We have introduced a static analysis, technically a contol flow analysis, for a variant of Klaim that provides an abstract simulation model that tracks the propagation of tuples and identifies their possible trajectories within a Klaim net. We have illustrated our approach on a microservice-based software architecture, showing that one can detect when a datum can safely traverse a path in the network, and when passing through a specific node may be dangerous. Our variant of Klaim includes no primitive mechanism for code mobility, e.g. the \(\mathbf{eval}\) action, which however can be managed with some additional technicalities. As future work, we intend to study when nodes continue to behave in a reasonable way even in the presence of not completely reliable data, by linking our approach to that in [21]. There, the authors use the Quality Calculus to program software components with a sort of backup plan in case of partly unreliable communication or data. Finally, we plan to consider one of the available implementations of the Klaim model, e.g. [1, 2], to instrument them with our static analysis and to perform experimental evaluation on some case studies.
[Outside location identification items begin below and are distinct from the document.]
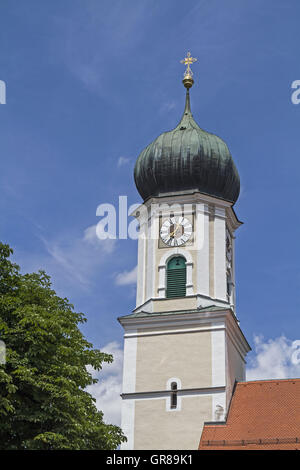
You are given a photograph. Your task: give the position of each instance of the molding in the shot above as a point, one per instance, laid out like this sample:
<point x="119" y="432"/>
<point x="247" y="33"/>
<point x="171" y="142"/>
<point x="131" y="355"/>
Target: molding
<point x="165" y="393"/>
Related Work. Several verification techniques have been defined for Klaim and its variants. An important effort has been devoted to exploit behavioural type systems for security [12, 14, 19]. By exploiting static and dynamic checks, type checking guarantees that only those processes are allowed to proceed, the intentions of which match the rights granted to them. An expressive language extension, MetaKlaim  [16] integrates MetaML (an extension of SML for multi-stage programming) and Klaim, to permit interleaving of meta-programming activities (such as assembly and linking of code fragments), dynamic checking of security policies at administrative boundaries, and traditional computational activities. MetaKlaim exploits a powerful type system (including polymorphic types á la system F) to deal with highly parameterised mobile components and to enforce security policies dynamically: types are metadata that are extracted from code at run-time and are used to express trustiness guarantees. The dynamic type checking ensures that the trustiness guarantees of wide area network applications are maintained also when computations interoperate with potentially untrusted components.

A framework based on temporal logic [10] has been developed for specifying and verifying dynamic properties of mobile processes specified in Klaim. This framework provides support for establishing deadlock freedom and liveness properties as well as security properties such as resource access and information disclosure. A different approach to control accesses to tuple spaces and mobility of processes is introduced in [13]. Like ours, this approach is based on Flow Logic (so also enabling to design a fully static type system) and considers a version of Klaim slightly different from ours. The abstract domains differ, because theirs contain tuples only made by localities, while ours also have values. Since access control is of interest, their domains also record possible policies and violations.